Mais au-delà de ce timing suspect, trois dissonances majeures caractérisent ce nième remaniement ministériel en Tunisie.

Un, Mechichi, ce jeune chef de gouvernement, présenté aux Tunisiens comme un technocrate apolitique, a décidé de politiser son gouvernement, en ajoutant des ministres sponsorisés par les partis politiques, constituant son «coussin politique». Il a choisi de s’entourer de ministres franchement politiques, et envoyés comme scaphandres mandatés par leur parti politique pour régler des enjeux partisans et brûlants notamment au niveau des ministères de l’Intérieur et de la Justice. Résultat : un gouvernement de plus en plus imposé par les partis politiques et un chef qui se présente comme technocrate, jamais élu et novice en politique.

Deux, ce nouveau gouvernement qui va certainement bénéficier de la confiance des partis politiques dominants, va manquer de programme fédérateur et de cohérence sur les enjeux majeurs qu’affronte la Tunisie aujourd’hui. Dans sa configuration actuelle, ce nouveau gouvernement ne va pas adopter les réformes économiques très attendues, celles-ci ont besoin d’un gouvernement fort, de leadership démontré et d’une cohésion sans faille au sein du gouvernement. Un gouvernement ambivalent va niveler par le bas, pour ne pas menacer les intérêts des lobbies et groupes de pression. Et surtout pour survivre et prolonger son mandat.
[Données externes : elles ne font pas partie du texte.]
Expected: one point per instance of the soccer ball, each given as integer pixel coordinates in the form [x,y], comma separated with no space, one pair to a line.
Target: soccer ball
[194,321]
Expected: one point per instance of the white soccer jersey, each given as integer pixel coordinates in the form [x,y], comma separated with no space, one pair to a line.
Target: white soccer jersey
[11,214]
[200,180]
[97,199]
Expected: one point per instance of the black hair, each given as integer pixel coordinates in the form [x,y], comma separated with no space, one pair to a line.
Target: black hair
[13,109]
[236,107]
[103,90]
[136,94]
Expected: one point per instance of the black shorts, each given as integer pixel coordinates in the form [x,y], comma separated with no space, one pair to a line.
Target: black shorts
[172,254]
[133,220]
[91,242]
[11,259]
Trois, les partenaires économiques internationaux, notamment les bailleurs de fonds (FMI, UE, World Bank) vont craindre le caractère zébré de ce nouveau gouvernement mi- technocrate, mi- politique. Les investisseurs ne pourront pas facilement composer avec une bipolarité néfaste pour la lisibilité des actions et mesures politiques à initier. La double casquette que va mettre Mechichi ne peut qu’ajouter une couche d’incertitude dans un contexte économique déjà difficile et erratique sur le plan social. Ajoutons que ce remaniement est déjà mal vu notamment en raison de sa purge de la participation des femmes et de l’absence d’économistes crédibles et capables de négocier et d’implémenter les réformes économiques à venir.
Le packaging de ce nouveau gouvernement ne va pas convaincre les partenaires internationaux. Au niveau national, et en l’état, la posture gouvernementale annoncée ne va pas désamorcer les tensions, bien en au contraire, on risque de les exaspérer par les risques et incertitudes véhiculées.